"Additional amount": qualificato come reddito di capitale

28 Settembre 2023

L’Agenzia delle Entrate, nella risposta 420/2023 esamina il regime fiscale applicabile ai cosiddetti interessi da equalizzazione (additional amount), che vengono corrisposti al fondo dai “nuovi investitori” e distribuiti dal fondo stesso agli “investitori precedenti”.

Infatti, il regolamento o l’atto istitutivo degli organismi di investimento collettivo di tipo chiuso prevededono frequentemente che, durante il periodo di sottoscrizione, l’adesione dei partecipanti possa avvenire in più fasi.

In tal caso, al fine di garantire parità di trattamento fra nuovi investitori e investitori iniziali, il regolamento prevede anche che i nuovi entrati debbano versare un importo addizionale. Tale importo svolge la funzione di sostanziale remunerazione degli investitori originari per l’impiego del capitale per un tempo maggiore.

 Tale importo viene distribuito agli investitori precedenti, in proporzione alla quota di ciascuno. Le quote degli investitori originari non subiscono riduzioni.

Secondo l’Agenzia delle Entrate, tale importo è assimilabile ad un provento distribuito dal fondo, tassabile nell’ambito dell’articolo 44, comma 1, lettera g) del Tuir.

Di conseguenza il gestore del fondo italiano, o il soggetto che interviene nella riscossione del provento, applica la ritenuta prevista dall’articolo 26-quinquies del Dpr 600/1973 nei confronti degli investitori italiani e di quelli esteri non “white list”.

Se il fondo, come nel caso della risposta dell’Agenzia, è istituito all’estero, la tassazione opera solo nei confronti degli investitori italiani (articolo 10-ter, L. 77/1983; circolare 19/2013).

Non sono stati forniti chiarimenti in merito agli effetti fiscali in capo al soggetto che ha versato l’importo in questione.
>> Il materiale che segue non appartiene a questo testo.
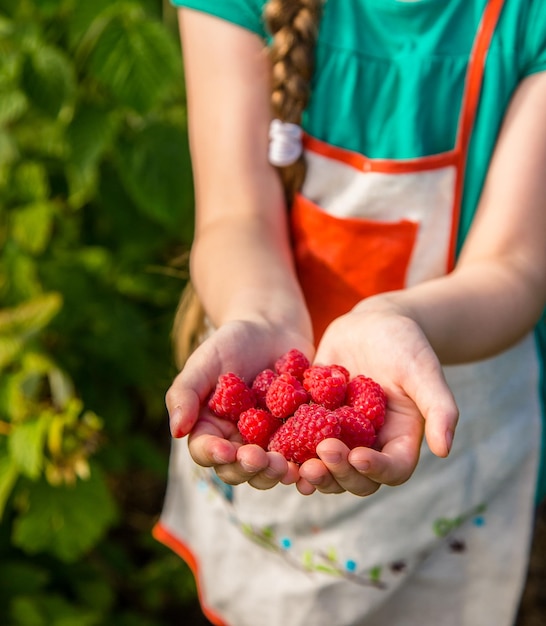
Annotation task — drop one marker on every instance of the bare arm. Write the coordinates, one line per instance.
(494, 297)
(498, 290)
(241, 260)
Ragionevolmente, come evidenziato in dottrina, l’importo dovrebbe aumentare il costo della partecipazione.

Per completezza, la soluzione adottata dall’Agenzia delle Entrate è stata criticata da parte della dottrina la quale ha ritiene che, almeno in determinati casi, la somma in questione non dovrebbe assumere rilevanza reddituale in quanto qualificabile come “interesse compensativo”. Trattasi in estrema sintesi degli interessi corrisposti ad un soggetto per ristorarlo del mancato godimento dei frutti civili. Essi reintegrerebbero una perdita patrimoniale e, come tali, non assumerebbero rilievo ai fini delle imposte sul reddito. Come evidenziato dall’Agenzia delle Entrate, “[l]a ratio degli interessi compensativi è, infatti, quella di non privare il contraente che abbia adempiuto la propria prestazione, avente ad oggetto beni fruttiferi, dei frutti che gli stessi producono, attribuendo in tal modo un ingiustificato vantaggio all’altra parte” (Cfr. Circolare 24/1979).
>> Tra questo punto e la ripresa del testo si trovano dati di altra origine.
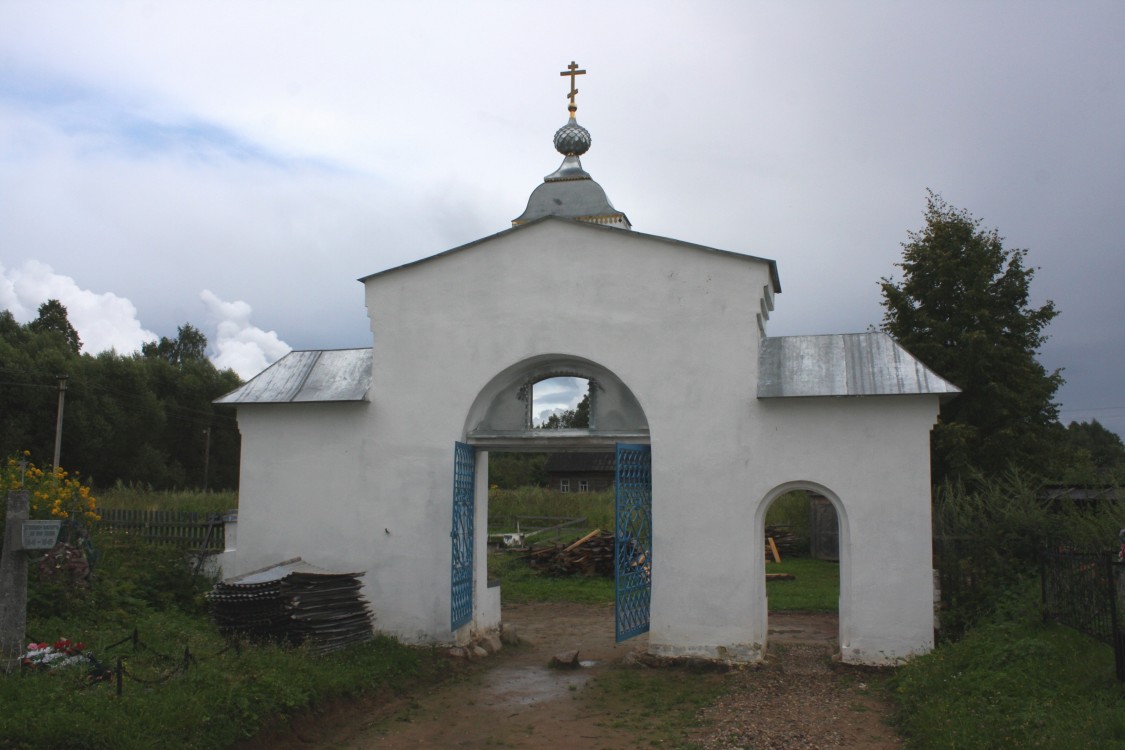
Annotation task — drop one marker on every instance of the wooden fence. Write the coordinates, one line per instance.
(194, 531)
La non rilevanza reddituale degli interessi compensativi è stata confermata dalla relazione illustrativa al D.lgs. n. 461/1997 nella quale viene precisato come gli interessi in questione non siano riconducibili ad alcuna categoria di reddito di capitale, nemmeno all’ipotesi di chiusura di cui all’art. 44, c. 1, lett. H). In particolare, “venendo alla norma di definizione e di chiusura di cui alla lettera h), si è utilizzata l’espressione “gli interessi e gli altri proventi derivanti da altri rapporti aventi per oggetto l’impiego del capitale”, per sottolineare, dal punto di vista economico, che il reddito di capitale si caratterizza come tipica fattispecie di reddito prodotto (a differenza del reddito diverso – guadagno di capitale espressione economica di un reddito entrata) e, dal punto di vista giuridico, che per la produzione di un reddito (frutto economico del capitale) è necessaria l’esistenza di un atto (negozio od altro rapporto) di impiego del capitale. Tale definizione è apparsa già sufficientemente chiara per escludere dalla categoria in esame tutte quelle somme che non siano frutto di un atto di impiego del capitale, quali, in particolare, i cosiddetti interessi compensativi dovuti a titolo di mera reintegrazione di una posizione di perdita patrimoniale. Si è ritenuto, pertanto, non necessario ripetere l’esclusione degli interessi compensativi, presente nell’attuale art. 41”.